The Association of BellTel Retirees has added its voice to the important effort to crack down on pension fiduciaries’ conflicts of interest. In a letter to the U.S. Department of Labor (DOL), the Association has thrown its support behind an effort to tighten rules on those who serve as fiduciaries, to ensure they are obligated to put the best interests of clients ahead of their own profits.
The White House Council of Economic Advisers determined that conflicts of interest among investment advisors directly lead to about 1 percentage point in annual losses for retirement savers, costing about $17 billion per year. The Council also calculates that an individual could lose an astonishing 25 percent of his or her savings over the course of 35 years.
“We believe that those entrusted with a fiduciary responsibility should owe the highest debt of trust and confidence to the principal they represent and no other,” BellTel President and Executive Director John Brennan and Board Chairman Jack C. Cohen wrote to the Department of Labor. “Fiduciaries cannot serve two masters, and given significant transgressions, especially against older savers, the only way retirees can have greater certainty is with a new and more stringent standard and set of rules proposed by the DOL for investment managers and advisors.”
Financial managers with control over retirement savings are often paid fees and commissions to steer clients’ money into certain funds or investment vehicles. Currently, they operate under an uncertain patchwork of regulations and disclosure requirements. In many instances, managers do not have to tell clients they are also being paid by the investment funds to which they steer the assets.
“(Financial advisers) can get paid a lot more money to sell one product over another and there’s just a ton of conflicts of interest and a lot of hidden fees,” Ron Rhoades, a professor of finance at Western Kentucky University, told Bloomberg News. “Having a conflict of interest is a breach of fiduciary duty. You have to cure that breach.”
The Association urged the DOL to adopt a set of proposals that would increase transparency and expand the number of investment managers bound by strict conflict of interest rules.

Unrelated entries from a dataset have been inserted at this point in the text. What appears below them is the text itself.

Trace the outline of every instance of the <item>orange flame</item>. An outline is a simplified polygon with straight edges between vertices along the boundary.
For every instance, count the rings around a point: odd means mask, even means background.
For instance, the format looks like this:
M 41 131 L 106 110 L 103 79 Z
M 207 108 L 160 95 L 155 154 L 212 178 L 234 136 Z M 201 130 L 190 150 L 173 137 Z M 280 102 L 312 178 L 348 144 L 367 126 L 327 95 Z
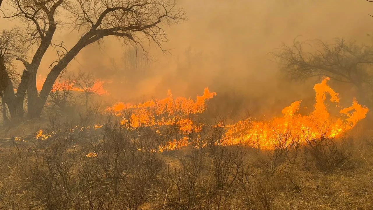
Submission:
M 131 109 L 131 117 L 122 120 L 123 125 L 138 127 L 169 125 L 178 122 L 181 130 L 187 132 L 197 129 L 193 125 L 190 115 L 203 112 L 206 108 L 206 101 L 216 95 L 216 93 L 210 92 L 206 88 L 203 95 L 197 96 L 195 101 L 182 97 L 174 99 L 171 90 L 169 90 L 168 97 L 164 99 L 150 100 L 137 105 L 120 102 L 108 108 L 106 111 L 113 112 L 120 116 L 123 115 L 124 111 Z
M 309 115 L 297 114 L 301 101 L 296 101 L 282 109 L 282 117 L 275 118 L 269 121 L 251 121 L 247 119 L 228 125 L 223 144 L 243 144 L 270 149 L 282 138 L 302 143 L 307 139 L 322 136 L 340 136 L 364 118 L 369 109 L 359 104 L 354 99 L 351 106 L 340 111 L 341 114 L 347 116 L 347 119 L 331 119 L 325 103 L 326 94 L 330 96 L 330 101 L 332 102 L 338 103 L 339 98 L 338 94 L 327 84 L 329 80 L 326 78 L 314 86 L 316 103 L 314 110 Z M 353 112 L 350 113 L 352 110 L 354 110 Z
M 42 78 L 41 76 L 39 76 L 38 78 L 36 81 L 36 88 L 38 91 L 40 91 L 43 88 L 45 79 L 46 78 Z M 68 80 L 59 81 L 53 86 L 52 91 L 55 92 L 62 90 L 68 90 L 76 92 L 94 92 L 100 95 L 109 94 L 109 93 L 104 88 L 104 84 L 105 83 L 104 81 L 97 80 L 92 87 L 84 88 L 77 87 L 73 82 L 73 81 Z

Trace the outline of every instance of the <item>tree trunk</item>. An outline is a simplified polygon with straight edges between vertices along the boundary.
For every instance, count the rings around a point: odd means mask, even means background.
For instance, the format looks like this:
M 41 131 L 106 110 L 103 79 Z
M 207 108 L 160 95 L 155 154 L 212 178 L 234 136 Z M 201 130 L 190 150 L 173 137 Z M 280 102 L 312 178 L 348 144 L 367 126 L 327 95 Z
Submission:
M 56 80 L 58 78 L 60 74 L 67 67 L 68 64 L 73 59 L 82 49 L 93 43 L 90 42 L 88 40 L 90 35 L 88 33 L 84 35 L 78 43 L 60 61 L 58 64 L 52 68 L 43 84 L 43 87 L 39 94 L 39 97 L 37 99 L 35 106 L 33 107 L 33 108 L 31 110 L 29 108 L 28 110 L 29 116 L 31 118 L 40 117 L 48 97 L 53 88 L 53 85 Z M 32 79 L 33 80 L 33 78 Z M 36 88 L 36 85 L 35 87 Z
M 2 57 L 0 56 L 0 91 L 3 92 L 1 99 L 3 104 L 7 106 L 10 115 L 10 121 L 16 123 L 23 119 L 25 113 L 23 101 L 30 74 L 26 70 L 23 70 L 18 90 L 15 94 L 13 84 L 6 71 L 3 61 Z M 6 107 L 3 107 L 3 114 L 6 114 Z

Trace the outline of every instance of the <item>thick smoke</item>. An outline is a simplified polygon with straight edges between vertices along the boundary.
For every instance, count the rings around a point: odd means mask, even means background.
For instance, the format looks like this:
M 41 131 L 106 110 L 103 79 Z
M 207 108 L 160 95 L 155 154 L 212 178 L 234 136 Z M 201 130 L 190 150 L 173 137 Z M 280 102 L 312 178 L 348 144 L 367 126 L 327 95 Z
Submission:
M 182 0 L 179 4 L 189 19 L 166 29 L 172 40 L 164 49 L 170 53 L 145 43 L 154 60 L 147 61 L 140 49 L 136 56 L 133 46 L 108 38 L 82 51 L 68 71 L 90 72 L 106 81 L 115 101 L 163 97 L 169 88 L 175 96 L 194 97 L 208 87 L 217 93 L 216 100 L 225 102 L 220 109 L 280 113 L 294 101 L 313 100 L 316 81 L 301 86 L 282 79 L 268 54 L 282 42 L 291 44 L 299 35 L 302 40 L 373 41 L 367 35 L 373 3 L 363 0 Z M 68 28 L 57 33 L 55 40 L 68 47 L 78 37 Z M 54 55 L 51 51 L 44 59 L 41 74 L 48 72 Z

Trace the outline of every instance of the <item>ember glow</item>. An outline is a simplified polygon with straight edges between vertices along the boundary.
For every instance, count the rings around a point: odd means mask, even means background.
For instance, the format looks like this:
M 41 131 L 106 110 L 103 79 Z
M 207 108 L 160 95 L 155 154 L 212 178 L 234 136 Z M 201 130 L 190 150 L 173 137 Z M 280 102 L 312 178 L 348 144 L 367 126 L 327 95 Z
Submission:
M 206 101 L 212 98 L 216 93 L 205 88 L 203 95 L 197 96 L 195 101 L 182 97 L 174 99 L 170 90 L 167 95 L 166 98 L 150 100 L 138 105 L 118 103 L 106 111 L 113 112 L 117 116 L 123 115 L 126 111 L 130 111 L 129 118 L 124 118 L 122 121 L 123 126 L 132 127 L 164 126 L 177 122 L 181 130 L 187 132 L 198 129 L 198 126 L 194 124 L 191 115 L 204 111 L 207 108 Z
M 325 103 L 327 94 L 337 107 L 339 98 L 338 94 L 327 84 L 329 80 L 324 79 L 315 85 L 314 109 L 309 115 L 297 114 L 301 101 L 295 101 L 282 109 L 283 116 L 282 117 L 267 121 L 247 119 L 228 126 L 223 144 L 242 144 L 271 149 L 283 139 L 286 139 L 285 142 L 295 141 L 301 143 L 307 140 L 322 137 L 332 138 L 341 136 L 365 118 L 369 109 L 354 99 L 352 106 L 340 110 L 341 116 L 331 117 Z

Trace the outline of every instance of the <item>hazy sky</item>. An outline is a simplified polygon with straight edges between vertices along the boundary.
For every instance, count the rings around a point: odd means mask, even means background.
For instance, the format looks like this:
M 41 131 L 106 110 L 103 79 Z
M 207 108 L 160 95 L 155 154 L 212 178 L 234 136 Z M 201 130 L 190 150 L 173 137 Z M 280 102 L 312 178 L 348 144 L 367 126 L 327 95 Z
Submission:
M 166 30 L 172 40 L 165 48 L 173 49 L 172 55 L 152 50 L 157 61 L 137 70 L 141 76 L 135 81 L 120 83 L 127 76 L 121 71 L 125 47 L 111 39 L 106 40 L 103 49 L 93 45 L 81 51 L 68 70 L 90 71 L 110 81 L 108 90 L 121 100 L 164 96 L 169 87 L 175 96 L 194 97 L 209 87 L 218 95 L 277 96 L 266 97 L 264 102 L 270 104 L 284 92 L 296 98 L 303 91 L 299 87 L 288 90 L 294 86 L 281 86 L 275 79 L 278 67 L 267 53 L 282 42 L 291 43 L 298 35 L 303 40 L 338 37 L 373 41 L 367 35 L 373 32 L 373 18 L 369 15 L 373 3 L 365 0 L 182 0 L 178 4 L 189 20 Z M 0 24 L 9 27 L 6 20 L 0 20 Z M 69 32 L 60 30 L 55 40 L 71 46 L 77 37 Z M 42 77 L 54 56 L 51 53 L 43 60 Z

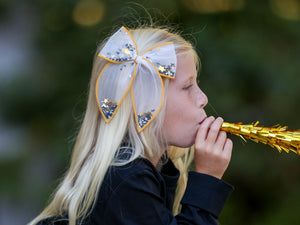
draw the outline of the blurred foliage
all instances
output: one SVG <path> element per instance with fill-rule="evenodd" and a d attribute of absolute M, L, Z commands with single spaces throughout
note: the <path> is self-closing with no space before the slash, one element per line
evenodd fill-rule
<path fill-rule="evenodd" d="M 265 126 L 300 128 L 300 1 L 135 2 L 140 5 L 121 0 L 0 1 L 0 26 L 20 5 L 18 16 L 26 21 L 30 12 L 34 24 L 30 67 L 1 75 L 0 82 L 0 122 L 3 129 L 20 134 L 1 138 L 12 144 L 0 145 L 6 148 L 0 149 L 0 199 L 12 202 L 11 210 L 30 205 L 24 223 L 44 207 L 68 167 L 97 43 L 121 25 L 149 22 L 147 13 L 159 24 L 175 25 L 194 43 L 208 114 L 228 122 L 259 120 Z M 299 156 L 232 139 L 235 147 L 224 179 L 235 191 L 220 223 L 297 224 Z M 7 157 L 1 152 L 17 153 Z"/>

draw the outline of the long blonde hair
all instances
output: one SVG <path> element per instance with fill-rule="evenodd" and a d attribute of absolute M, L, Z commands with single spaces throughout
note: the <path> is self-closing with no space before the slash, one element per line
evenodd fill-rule
<path fill-rule="evenodd" d="M 132 29 L 129 32 L 137 43 L 140 53 L 154 45 L 173 42 L 177 56 L 184 53 L 192 54 L 195 64 L 199 65 L 198 56 L 192 45 L 174 32 L 152 27 Z M 97 53 L 105 42 L 98 47 Z M 153 161 L 158 159 L 168 148 L 162 132 L 165 101 L 157 117 L 140 133 L 136 129 L 130 95 L 124 98 L 110 123 L 103 120 L 94 93 L 96 79 L 105 64 L 106 61 L 98 58 L 95 54 L 87 109 L 75 142 L 71 165 L 50 204 L 29 223 L 30 225 L 57 215 L 67 215 L 70 225 L 81 222 L 91 212 L 109 166 L 124 165 L 137 157 L 145 157 Z M 164 79 L 163 82 L 166 93 L 169 80 Z M 120 145 L 124 141 L 131 144 L 132 155 L 126 161 L 118 161 L 116 158 Z M 173 210 L 175 213 L 178 212 L 179 201 L 185 189 L 187 165 L 191 161 L 191 157 L 187 157 L 187 155 L 193 155 L 189 151 L 181 151 L 179 154 L 178 152 L 180 151 L 176 151 L 174 147 L 169 150 L 170 158 L 181 170 L 178 194 Z"/>

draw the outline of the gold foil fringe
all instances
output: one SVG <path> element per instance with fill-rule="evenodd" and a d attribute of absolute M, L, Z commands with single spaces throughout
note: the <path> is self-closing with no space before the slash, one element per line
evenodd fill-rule
<path fill-rule="evenodd" d="M 273 127 L 257 126 L 253 124 L 227 123 L 222 124 L 221 130 L 241 137 L 245 142 L 250 139 L 255 142 L 268 144 L 279 152 L 292 151 L 300 155 L 300 130 L 287 130 L 287 126 L 275 125 Z"/>

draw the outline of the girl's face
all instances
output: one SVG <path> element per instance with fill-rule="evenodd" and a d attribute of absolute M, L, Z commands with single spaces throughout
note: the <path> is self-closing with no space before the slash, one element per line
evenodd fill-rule
<path fill-rule="evenodd" d="M 206 118 L 206 95 L 197 84 L 197 71 L 191 54 L 177 57 L 175 79 L 170 80 L 166 93 L 166 112 L 163 130 L 168 144 L 189 147 Z"/>

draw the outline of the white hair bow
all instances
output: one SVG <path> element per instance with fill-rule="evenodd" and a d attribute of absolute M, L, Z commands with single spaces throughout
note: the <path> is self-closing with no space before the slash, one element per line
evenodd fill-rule
<path fill-rule="evenodd" d="M 155 45 L 139 55 L 133 37 L 121 27 L 98 56 L 108 61 L 96 83 L 97 103 L 104 120 L 111 121 L 131 89 L 137 129 L 142 131 L 160 111 L 164 95 L 161 76 L 175 78 L 173 43 Z"/>

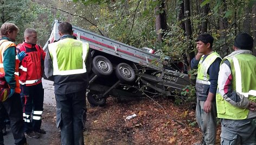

Those subject to the tougher conflict of interest regulations are required to always prioritize the interests of clients over their own profits.
Just as importantly, Mr. Brennan and Mr. Cohen tied the need to tighten rules on fiduciaries to the actions taken by Verizon when it transferred some $8.5 billion in assets from 41,000 retirees to a third-party insurance entity without consulting or informing the retirees themselves. This is precisely the type of occurrence that the Employee Retirement Income Security Act (ERISA) is meant to guard against.
“We are gravely concerned with fiduciaries that unilaterally and significantly alter the way that earned defined benefit pensions are managed and administered,” they wrote.
Was the action of Verizon as fiduciary proper in the case of 41,000 retirees, transferring $7.5 billion in retiree pension assets, plus another $1 billion for expanses to Prudential? How might that impact the remaining tens of thousands of retirees, including the many retired union members and others still under the Verizon pension umbrella? In what ways does that transfer negatively impact their future and the future of their families?
As the federal agency considers tougher rules on how fiduciaries make decisions about retirement assets, the 41,000 retiree pensions that were transferred are now subject to far-less stringent and consistent rules than they enjoyed under ERISA and the Pension Benefit Guaranty Corporation.
The Association is currently pursuing litigation against Verizon, Pundt v. Verizon, over this action and the U.S. Supreme Court is now considering hearing the case.
What all this reflects is that your Association is actively advocating on your behalf with not one, but all three branches of the federal government: The Executive, Judiciary and Legislative. These issues are all of pressing importance to all retirees and we will remain forefront of fighting to protect, preserve and defend your retirement benefits.